I developed a packer that would search for duplicates of 2 and 3 byte blocks, in the first 64 bytes of the data. If the highest bit was set, it together with the next highest bit decided if the position pointed to by the low 6 bits should be copied as 2 or 3 bytes. It would of course prioritize three byte blocks before two byte blocks, and all in all it was able to pack the 210 bytes of source data down to 168. The depacker got to be a bit complicated though, since I needed to store the length-bits and loop on those. At this point, I was able to get the intro under the limit, but I had an awful color cycling as the only available “movement”.

Somewhat disappointed, I decided to focus on the size of the depacker. Removing the possibility of using two different lengths brought it down a lot - and also allowed me to use 7 bits for pointing back. The new packer would thus only look for duplications of 2 byte sequences, and it could use the whole first 128 bytes as dictionary. I also gave it a bit more intelligence in how it sorted the priority on what to select for packing. This gave me not only a saving on the depacker - the packer was now able to save 46 bytes in total on the data! Even more than the supposedly more capable version.

Here’s what the depacker looks like, in both 68000 assembler as well as machine code. As you can see, it’s 26 bytes in size (excluding the setup of video memory in A1 and source data in A0).

41FA 004A	lea _text(pc),a0
47D0    	lea (a0),a3
303C 00A3	move.w #_textend-_text-1,d0     ; our packed byte array length
          .l1:
1418    	move.b (a0)+,d2
6A08            bpl.s .notrep                   ; if positive then not a lookup value
12F3 2080       move.b $80(a3,d2.w),(a1)+       ; Offset to ignore high/negative bit
1433 2081       move.b $81(a3,d2.w),d2          ; -"- and saves a bra.s
          .notrep:
12C2    	move.b d2,(a1)+
51C8 FFEC   	dbf	d0,.l1

The total saving is thus 210-(164+26) = 20 bytes, or 10%. Adding back the 58 bytes of other code, plus handling of a temporary depack space, ended up at 260 bytes.

Oh, wait. 260? That’s … 4 bytes too much.
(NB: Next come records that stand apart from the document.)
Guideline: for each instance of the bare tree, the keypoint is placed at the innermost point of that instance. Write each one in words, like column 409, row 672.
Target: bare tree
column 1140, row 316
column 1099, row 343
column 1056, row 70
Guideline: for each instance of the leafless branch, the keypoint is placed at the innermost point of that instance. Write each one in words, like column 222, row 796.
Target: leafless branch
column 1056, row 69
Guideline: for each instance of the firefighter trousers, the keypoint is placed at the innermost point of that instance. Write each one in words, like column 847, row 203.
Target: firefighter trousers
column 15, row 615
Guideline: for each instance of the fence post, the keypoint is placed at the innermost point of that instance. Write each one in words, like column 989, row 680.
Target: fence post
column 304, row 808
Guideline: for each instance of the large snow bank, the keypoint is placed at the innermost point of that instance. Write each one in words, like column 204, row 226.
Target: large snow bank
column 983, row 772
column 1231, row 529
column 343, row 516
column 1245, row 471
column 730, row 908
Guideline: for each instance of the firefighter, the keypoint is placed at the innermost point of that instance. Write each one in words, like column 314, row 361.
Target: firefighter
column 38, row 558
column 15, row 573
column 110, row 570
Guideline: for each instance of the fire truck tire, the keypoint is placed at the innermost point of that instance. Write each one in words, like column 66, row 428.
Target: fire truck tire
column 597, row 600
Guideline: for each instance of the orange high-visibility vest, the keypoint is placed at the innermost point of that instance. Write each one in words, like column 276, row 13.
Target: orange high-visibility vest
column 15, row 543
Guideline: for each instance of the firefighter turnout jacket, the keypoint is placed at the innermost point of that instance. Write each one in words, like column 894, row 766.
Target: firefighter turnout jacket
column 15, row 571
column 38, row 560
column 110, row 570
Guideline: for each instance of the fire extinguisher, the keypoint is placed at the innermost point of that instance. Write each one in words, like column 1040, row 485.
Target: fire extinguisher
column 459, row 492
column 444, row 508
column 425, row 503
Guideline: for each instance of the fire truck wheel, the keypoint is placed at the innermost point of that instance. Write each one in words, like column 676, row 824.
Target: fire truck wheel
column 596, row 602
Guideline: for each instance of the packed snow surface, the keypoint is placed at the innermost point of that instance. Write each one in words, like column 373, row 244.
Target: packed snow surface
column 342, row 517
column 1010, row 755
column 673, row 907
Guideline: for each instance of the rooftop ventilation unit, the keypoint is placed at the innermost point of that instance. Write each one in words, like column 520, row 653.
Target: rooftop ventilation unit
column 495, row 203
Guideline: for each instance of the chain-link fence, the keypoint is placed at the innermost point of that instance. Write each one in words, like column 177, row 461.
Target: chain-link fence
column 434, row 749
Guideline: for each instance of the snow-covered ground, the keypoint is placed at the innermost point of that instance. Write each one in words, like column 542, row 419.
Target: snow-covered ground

Now, I had already taken the time to create some better “movement” in the screen, doing split rasters from a random seed, and I really didn’t want to scale back on that again. So, the final trick used is borrowed from another code magician of the past - Gunstick of ULM. Last year he found a way to make the 32 byte operating system header 4 bytes smaller, and since the whole point of the demo scene is to cheat as much as possible without it being obvious, that’s how come the A Link Between Worlds entry by SYNC at Sommarhack 2021 came in at the expected 288 bytes executable size.

added 2021-07-14: Ben’s optimization removed 4 bytes and thus the entry would not have needed the header-hack. This is a great example of how, when sizecoding, every single trick in the book is used to shrink the code. Ben makes use of the fact that the high bit (bit 8) is also the negative bit in a byte. Instead of clearing the high bit and jumping on whether it was set or not, as my code did previously, it’s possible to jump directly on whether the previous move.b contained a negative or positive byte. Since we don’t clear the high bit, we then need to offset the following moves with 128 and 129 (same as -128 and -127) on our index. The depack code thus now stands at 22 bytes in size.

If there’s interest, I might clean up the packer and release as well. However, unless you have an extremely similar custom use case you’ll probably be better off using lz77 directly. I’ve heard rumours of such a depacker on the 68000 at just double the size of mine.

(Did I win? Of course not - in true SYNC spirit I only cared about the tech challenge. The other entries had COOL MOVING STUFF - and the winner even had sound! You really should go check them out.)